2011年03月21日 | 洋画(11年)
 『英国王のスピーチ』を、吉祥寺バウスシアターで見てきました。

(1)この映画に関しては、それがアカデミー賞を獲得しようがしまいが、予告編の時から見てみたいと思っていましたから、実際にアカデミー賞の作品賞、監督賞、脚本賞、それに主演男優賞の4冠を獲得したことによって、なお一層弾みをつけられました。
 とはいえ、休日の映画館に出向くと、大変な人だかりとなっていて、見やすい席を確保するのも厳しい事態になっていましたが!

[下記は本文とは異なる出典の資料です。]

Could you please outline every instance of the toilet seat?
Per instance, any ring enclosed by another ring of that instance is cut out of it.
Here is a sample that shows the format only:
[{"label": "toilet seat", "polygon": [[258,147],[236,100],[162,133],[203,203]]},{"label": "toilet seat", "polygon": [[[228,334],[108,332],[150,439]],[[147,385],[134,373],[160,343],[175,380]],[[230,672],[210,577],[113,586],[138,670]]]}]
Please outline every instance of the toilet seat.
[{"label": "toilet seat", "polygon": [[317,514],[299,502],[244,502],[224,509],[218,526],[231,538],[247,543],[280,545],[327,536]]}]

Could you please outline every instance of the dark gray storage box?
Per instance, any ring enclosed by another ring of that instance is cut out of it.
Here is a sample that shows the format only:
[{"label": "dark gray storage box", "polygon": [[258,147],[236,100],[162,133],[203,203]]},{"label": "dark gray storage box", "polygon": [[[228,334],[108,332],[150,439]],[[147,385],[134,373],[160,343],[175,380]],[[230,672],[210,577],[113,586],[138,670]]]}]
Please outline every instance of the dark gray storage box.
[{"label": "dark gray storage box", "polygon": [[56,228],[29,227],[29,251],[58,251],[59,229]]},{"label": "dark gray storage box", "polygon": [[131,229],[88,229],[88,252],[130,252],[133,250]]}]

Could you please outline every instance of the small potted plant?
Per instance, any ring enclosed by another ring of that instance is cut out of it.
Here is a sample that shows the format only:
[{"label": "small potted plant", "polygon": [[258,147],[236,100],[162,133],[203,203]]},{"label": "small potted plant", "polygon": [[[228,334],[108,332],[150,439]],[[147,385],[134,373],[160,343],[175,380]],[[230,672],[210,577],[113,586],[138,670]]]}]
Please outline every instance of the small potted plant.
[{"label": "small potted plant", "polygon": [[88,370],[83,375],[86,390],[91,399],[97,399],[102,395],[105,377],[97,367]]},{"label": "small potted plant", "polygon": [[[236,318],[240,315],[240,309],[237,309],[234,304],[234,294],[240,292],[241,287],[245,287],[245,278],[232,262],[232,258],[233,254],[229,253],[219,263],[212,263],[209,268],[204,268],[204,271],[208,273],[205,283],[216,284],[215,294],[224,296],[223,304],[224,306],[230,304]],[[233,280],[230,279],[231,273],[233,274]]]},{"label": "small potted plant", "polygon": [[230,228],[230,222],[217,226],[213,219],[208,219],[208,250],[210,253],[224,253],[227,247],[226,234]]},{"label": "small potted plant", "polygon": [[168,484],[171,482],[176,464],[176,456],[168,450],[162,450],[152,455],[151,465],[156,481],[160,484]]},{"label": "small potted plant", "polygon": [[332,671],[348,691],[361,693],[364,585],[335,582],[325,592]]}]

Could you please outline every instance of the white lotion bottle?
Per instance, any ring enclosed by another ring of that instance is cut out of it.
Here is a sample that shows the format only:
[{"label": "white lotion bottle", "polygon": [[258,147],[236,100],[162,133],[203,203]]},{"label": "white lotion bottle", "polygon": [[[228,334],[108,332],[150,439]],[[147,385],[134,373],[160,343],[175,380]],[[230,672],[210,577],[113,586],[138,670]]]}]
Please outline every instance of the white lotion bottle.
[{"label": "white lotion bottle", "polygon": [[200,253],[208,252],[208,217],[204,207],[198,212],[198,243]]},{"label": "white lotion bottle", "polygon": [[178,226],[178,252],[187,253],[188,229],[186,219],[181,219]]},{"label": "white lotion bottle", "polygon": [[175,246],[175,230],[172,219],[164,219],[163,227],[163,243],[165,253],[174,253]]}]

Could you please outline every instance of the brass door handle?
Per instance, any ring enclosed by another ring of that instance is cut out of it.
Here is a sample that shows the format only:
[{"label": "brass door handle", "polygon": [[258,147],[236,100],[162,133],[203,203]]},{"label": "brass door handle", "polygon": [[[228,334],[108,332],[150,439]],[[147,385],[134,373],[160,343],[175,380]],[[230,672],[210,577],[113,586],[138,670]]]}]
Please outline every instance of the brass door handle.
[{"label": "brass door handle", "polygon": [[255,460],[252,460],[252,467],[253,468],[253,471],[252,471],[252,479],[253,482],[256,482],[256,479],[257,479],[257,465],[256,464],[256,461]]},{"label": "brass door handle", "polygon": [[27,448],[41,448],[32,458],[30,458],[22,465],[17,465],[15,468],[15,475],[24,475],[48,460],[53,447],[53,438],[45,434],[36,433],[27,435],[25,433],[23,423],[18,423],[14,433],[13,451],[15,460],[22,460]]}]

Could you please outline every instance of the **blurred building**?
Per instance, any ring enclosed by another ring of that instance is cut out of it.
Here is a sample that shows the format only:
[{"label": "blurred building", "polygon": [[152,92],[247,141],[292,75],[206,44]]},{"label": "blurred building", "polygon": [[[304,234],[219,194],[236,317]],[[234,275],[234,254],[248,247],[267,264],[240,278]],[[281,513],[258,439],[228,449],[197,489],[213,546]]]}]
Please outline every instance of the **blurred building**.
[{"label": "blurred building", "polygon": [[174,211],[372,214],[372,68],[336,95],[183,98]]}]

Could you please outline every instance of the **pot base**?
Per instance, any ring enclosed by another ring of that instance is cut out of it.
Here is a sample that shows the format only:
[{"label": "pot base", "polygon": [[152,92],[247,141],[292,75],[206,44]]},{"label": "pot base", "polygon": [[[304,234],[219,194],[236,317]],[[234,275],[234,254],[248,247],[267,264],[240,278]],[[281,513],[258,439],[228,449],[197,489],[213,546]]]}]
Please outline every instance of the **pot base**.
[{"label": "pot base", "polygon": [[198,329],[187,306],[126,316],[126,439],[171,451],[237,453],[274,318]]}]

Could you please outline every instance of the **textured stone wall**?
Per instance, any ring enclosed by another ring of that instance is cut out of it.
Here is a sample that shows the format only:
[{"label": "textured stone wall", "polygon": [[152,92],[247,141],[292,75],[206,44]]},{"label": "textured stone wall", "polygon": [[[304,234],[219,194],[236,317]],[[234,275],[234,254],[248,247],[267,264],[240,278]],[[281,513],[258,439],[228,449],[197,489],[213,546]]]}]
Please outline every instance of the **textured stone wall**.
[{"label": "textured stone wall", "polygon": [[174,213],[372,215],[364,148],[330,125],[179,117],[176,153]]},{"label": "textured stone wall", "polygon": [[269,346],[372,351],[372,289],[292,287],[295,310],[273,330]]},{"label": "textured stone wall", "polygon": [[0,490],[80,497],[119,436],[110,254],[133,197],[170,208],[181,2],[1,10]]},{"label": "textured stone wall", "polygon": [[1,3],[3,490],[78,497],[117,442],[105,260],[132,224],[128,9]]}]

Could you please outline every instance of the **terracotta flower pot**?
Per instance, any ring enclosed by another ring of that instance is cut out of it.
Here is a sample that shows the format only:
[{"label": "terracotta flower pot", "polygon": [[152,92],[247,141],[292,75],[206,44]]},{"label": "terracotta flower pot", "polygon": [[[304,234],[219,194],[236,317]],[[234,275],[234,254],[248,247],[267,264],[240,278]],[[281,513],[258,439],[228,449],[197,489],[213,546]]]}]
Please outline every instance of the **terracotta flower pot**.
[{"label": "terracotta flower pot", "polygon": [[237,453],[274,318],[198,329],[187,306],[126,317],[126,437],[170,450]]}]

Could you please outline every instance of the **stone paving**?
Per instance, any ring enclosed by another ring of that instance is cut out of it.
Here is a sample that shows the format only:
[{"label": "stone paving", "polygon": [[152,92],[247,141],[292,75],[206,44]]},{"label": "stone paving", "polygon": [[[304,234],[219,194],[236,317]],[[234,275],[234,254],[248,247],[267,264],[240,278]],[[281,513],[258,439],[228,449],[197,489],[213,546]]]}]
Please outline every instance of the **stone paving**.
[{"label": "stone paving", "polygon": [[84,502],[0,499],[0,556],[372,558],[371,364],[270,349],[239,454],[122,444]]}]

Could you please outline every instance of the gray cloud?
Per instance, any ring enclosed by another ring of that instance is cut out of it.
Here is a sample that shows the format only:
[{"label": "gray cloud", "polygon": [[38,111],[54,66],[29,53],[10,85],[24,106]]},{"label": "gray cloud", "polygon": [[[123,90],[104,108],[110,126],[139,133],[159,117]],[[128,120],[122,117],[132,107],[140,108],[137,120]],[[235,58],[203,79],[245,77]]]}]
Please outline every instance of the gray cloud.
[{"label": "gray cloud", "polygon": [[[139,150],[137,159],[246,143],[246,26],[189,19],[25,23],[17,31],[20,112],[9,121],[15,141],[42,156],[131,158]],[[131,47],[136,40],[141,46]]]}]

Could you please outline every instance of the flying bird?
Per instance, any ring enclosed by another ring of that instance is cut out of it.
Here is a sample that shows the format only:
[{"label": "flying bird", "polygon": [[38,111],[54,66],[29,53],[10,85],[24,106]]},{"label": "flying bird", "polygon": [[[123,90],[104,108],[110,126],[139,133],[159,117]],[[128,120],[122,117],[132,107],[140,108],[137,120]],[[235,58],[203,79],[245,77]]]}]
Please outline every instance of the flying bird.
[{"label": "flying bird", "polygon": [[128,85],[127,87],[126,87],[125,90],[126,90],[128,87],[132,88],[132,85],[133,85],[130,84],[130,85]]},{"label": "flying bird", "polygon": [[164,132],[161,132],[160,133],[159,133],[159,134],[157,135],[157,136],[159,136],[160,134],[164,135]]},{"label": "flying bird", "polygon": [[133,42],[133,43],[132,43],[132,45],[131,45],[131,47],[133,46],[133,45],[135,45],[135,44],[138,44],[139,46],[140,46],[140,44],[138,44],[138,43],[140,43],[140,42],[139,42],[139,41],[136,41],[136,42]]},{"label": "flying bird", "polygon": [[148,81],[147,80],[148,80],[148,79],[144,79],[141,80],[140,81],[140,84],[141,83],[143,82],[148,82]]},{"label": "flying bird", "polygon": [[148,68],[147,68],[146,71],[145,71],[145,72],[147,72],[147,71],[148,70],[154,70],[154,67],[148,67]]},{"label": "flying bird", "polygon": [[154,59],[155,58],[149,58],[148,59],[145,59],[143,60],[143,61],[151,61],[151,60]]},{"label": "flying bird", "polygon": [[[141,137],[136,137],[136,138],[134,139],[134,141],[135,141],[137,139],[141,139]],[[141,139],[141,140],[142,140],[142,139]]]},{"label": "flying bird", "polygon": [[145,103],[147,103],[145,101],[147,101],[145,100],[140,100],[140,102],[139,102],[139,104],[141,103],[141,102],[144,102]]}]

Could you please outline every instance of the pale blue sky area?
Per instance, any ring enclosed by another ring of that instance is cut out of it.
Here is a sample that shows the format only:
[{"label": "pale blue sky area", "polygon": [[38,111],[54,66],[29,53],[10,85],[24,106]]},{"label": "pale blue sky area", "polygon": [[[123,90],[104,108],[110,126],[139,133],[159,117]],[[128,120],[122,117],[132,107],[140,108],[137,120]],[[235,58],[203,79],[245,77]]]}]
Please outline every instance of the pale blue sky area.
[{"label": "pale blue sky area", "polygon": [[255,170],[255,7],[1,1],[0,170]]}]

 さて、この映画のようにうまく作られていると、“面白かった”としか言いようがなく、さらに何か述べようとしても、すでにあちこちのブログで言われてしまっていることばかりという状況で、逆に捻くれて、ジョージ(のちに国王ジョージ6世:コリン・ファース)の吃音を、言語聴覚士のライオネルジェフリー・ラッシュ)は「治せます」と言いながら、実際にはスピーチの度に付き添っていたようですから、結局のところは治せなかったのではないかとか、ラストにおけるジョージのスピーチに対して、勇気ある行動だなどと皆が賞賛しているものの、たかが側近が作成した原稿を読み上げただけのことではないか、「勇気」とは何を言っているのか、などと言ってみたくもなってしまいます。


 ジョージ6世役のコリン・ファース


 ライオネル役のジェフリー・ラッシュ(注1)

 でもそんなことをしたら、却ってクマネズミの品性が疑われてしまうだけで、得策でないことは明らかです(尤も、藤原正彦氏の『国家の品性』と同じく、そんなもの何処にあるのと言われれば、身も蓋もありませんが!)。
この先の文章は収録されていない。